Wednesday, March 9, 2016
Whole Woman's Health Actually Focused on Women's Health
Following last week's argument in Whole Woman’s Health v. Hellerstedt, commentators have focused on the impact of the women on the Court. One area where Justices Ginsburg, Sotomayor and Kagan made their presence felt was on the quality of the Court’s discussion of women’s health. Collectively, they (with significant help from Justice Breyer, and even some from Justice Kennedy) probably spent more time considering the health impacts of Texas HB2 than the entire Texas legislature did when it passed the law.
And it was appropriate that they did. Since it would be unconstitutional for Texas to pass a law with the purpose of preventing women from having abortions, the Texas Solicitor General had to argue that HB2 was enacted to protect women’s health. Petitioners have maintained that by delaying or preventing women’s access to abortion, the law actually increases the health risks that women face.
The challenged law imposes two requirements: (1) that doctors who perform abortions have admitting privileges at hospitals within 30 miles and (2) that facilities that provide abortions meet the requirements of an ambulatory surgical center (ASC). Collectively, the requirements will result in closure of three-quarters of Texas’s abortion clinics (About half of Texas’s 40 clinics closed when the admitting privileges requirement went into effect. The ASC requirement has been stayed).
The Texas SG tried to make broad, conclusory statements that the additional requirements would make abortion provision safer, but the Justices pushed back asking the SG why the requirements were necessary given the nature of abortion procedures – medical abortion just requires women to take two pills and early surgical abortion does not even involve general anesthesia - and the procedures’ extremely low complication rates.
Justices Sotomayor questioned the necessity of having a woman “travel 200 miles or pay for a hotel” to take 2 pills for a medical abortion in an ambulatory surgical center. When the Texas SG later tried to argue that the ASC requirement was necessary in case complications arose, Justice Ginsburg shut him down, noting that if complications arose from a medical abortion, they would happen several hours later after the woman returned home.
The Justices also took note that the risks associated with abortion are extremely low, less than 1% (the risks of a colonoscopy are 28 times greater) and did not justify the ASC or admitting privileges requirement.
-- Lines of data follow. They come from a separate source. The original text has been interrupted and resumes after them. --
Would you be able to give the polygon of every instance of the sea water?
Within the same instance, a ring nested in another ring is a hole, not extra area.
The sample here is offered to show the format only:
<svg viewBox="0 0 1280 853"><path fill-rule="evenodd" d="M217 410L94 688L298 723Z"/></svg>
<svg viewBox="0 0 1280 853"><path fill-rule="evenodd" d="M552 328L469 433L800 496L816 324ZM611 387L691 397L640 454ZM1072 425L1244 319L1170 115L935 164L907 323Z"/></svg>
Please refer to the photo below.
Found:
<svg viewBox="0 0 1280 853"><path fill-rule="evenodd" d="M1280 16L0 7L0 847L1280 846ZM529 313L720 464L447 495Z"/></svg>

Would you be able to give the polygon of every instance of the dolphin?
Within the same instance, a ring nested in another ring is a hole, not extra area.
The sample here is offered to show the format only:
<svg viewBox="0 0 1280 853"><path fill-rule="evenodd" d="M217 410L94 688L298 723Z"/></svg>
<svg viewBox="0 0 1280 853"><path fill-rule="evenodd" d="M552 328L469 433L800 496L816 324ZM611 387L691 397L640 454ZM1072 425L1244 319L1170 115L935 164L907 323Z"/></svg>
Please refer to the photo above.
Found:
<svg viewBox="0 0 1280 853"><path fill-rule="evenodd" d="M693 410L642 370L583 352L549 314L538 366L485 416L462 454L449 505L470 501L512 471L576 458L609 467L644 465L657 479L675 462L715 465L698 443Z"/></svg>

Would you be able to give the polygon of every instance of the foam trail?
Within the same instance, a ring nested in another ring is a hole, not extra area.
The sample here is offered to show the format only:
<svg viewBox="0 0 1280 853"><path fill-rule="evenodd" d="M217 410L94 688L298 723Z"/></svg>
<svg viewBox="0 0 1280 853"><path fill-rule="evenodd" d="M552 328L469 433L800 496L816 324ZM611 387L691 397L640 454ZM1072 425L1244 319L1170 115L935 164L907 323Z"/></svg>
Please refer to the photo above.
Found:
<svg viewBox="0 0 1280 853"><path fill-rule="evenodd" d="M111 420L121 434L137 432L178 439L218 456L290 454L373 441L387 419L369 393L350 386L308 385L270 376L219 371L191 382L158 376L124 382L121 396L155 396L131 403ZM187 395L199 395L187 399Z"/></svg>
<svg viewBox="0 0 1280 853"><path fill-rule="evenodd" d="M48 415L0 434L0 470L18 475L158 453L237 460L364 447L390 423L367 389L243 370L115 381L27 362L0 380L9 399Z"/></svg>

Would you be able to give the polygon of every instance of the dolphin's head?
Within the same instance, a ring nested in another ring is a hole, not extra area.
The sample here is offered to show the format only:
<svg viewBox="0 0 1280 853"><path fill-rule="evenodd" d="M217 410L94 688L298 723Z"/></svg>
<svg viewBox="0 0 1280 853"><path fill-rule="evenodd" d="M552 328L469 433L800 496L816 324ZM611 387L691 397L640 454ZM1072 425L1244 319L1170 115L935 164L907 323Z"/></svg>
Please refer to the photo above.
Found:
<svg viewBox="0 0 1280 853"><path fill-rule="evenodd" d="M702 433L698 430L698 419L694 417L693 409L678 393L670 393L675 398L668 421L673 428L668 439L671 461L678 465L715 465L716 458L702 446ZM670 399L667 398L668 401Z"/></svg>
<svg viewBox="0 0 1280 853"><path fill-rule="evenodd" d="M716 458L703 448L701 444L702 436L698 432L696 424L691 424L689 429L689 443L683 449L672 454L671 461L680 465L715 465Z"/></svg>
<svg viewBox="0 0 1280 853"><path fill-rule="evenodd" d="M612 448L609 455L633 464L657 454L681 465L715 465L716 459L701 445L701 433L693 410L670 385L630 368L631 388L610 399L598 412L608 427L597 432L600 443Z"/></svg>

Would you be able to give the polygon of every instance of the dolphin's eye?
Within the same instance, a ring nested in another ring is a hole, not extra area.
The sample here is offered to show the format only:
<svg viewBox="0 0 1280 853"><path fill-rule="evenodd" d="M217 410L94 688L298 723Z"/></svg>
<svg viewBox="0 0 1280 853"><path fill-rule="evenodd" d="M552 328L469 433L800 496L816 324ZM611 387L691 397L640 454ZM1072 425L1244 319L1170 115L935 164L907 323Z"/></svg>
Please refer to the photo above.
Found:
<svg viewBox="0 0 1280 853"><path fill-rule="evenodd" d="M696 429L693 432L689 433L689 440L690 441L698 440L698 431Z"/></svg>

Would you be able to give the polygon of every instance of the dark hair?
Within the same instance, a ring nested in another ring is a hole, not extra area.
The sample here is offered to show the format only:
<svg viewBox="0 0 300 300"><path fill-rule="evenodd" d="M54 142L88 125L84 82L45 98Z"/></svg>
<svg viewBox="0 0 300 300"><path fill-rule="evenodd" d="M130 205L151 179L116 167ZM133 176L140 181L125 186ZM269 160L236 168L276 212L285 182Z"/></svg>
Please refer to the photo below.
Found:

Justice Sotomayor pointed out that surgical abortion is essentially the same medical procedure as the treatment women receive following a miscarriage, but Texas has not imposed additional requirements for treatment of miscarriages. After Justice Ginsburg noted that early stage abortion is “among the most safe” and “least risk procedures” and that child birth is much riskier, the Texas SG made the mistake of trying to disagree with her. Justice Ginsburg shot back, “Is there really any dispute that childbirth is a much riskier procedure than early stage abortion.”
Several Justices also showed real concern about the law’s negative impact on women’s health. Justice Kennedy noted that the law appeared to be increasing surgical abortions as opposed to medical abortions in Texas, which “may not be medically wise.” Justice Sotomayor expressed concern that the lack of access to legal clinical care would bring us back to the time before Roe v. Wade, where women were forced to get abortions from unlicensed providers. And, Justice Breyer questioned Texas’s health purpose given evidence that lack of accessibility will increase self-induced abortions and the risk of “many more women dying.”
The Justices also emphasized the need to consider how the law affects access to care for all Texas women. Justices Kagan and Ginsburg pushed back on the Texas SG’s statement that the law would leave abortion facilities in metropolitan areas. Justice Kagan pointed out that in 2012 less than 100,000 women lived more than 150 miles from an abortion provider, and as a result of the law 900,000 women would live further than 150 miles from a provider and 750,000 further than 200 miles. Justice Ginsburg emphasized that in determining women’s access to abortion under Planned Parenthood v. Casey, “the focus must be on the ones who are burdened and not the ones who aren’t burdened.” Thus, the Court’s inquiry should not focus on the women who live in Austin or Dallas but “the women who have the problem who don’t live near a clinic.”
Many of the questions posed by Justices Ginsburg, Sotomayor, Kagan and Breyer revealed skepticism about Texas’ asserted health justification for the requirements. In responding to questions about availability of services, the Texas SG stated that women in West Texas could obtain abortions in New Mexico. Justice Ginsburg questioned how Texas could rely on women traveling to facilities in New Mexico, which does not impose admitting privileges or ASC requirements.
The Texas SG was repeatedly questioned about the lack of evidence of a need for the new restrictions and the fact that Texas did not act to impose similar requirements on much riskier procedures. He consistently responded that the Texas legislature can set much higher standards on facilities that provide abortion than facilities providing much riskier procedures. Then, Justice Kagan asked the question that was on everyone’s mind, “I just want to know why Texas would do that?”
Wednesday’s argument is a good indication that at least half of the Justices understand and take the impact of the Texas law on women’s health and access to abortion seriously. Hopefully, that understanding and respect for women’s health will be reflected in the Court’s decision.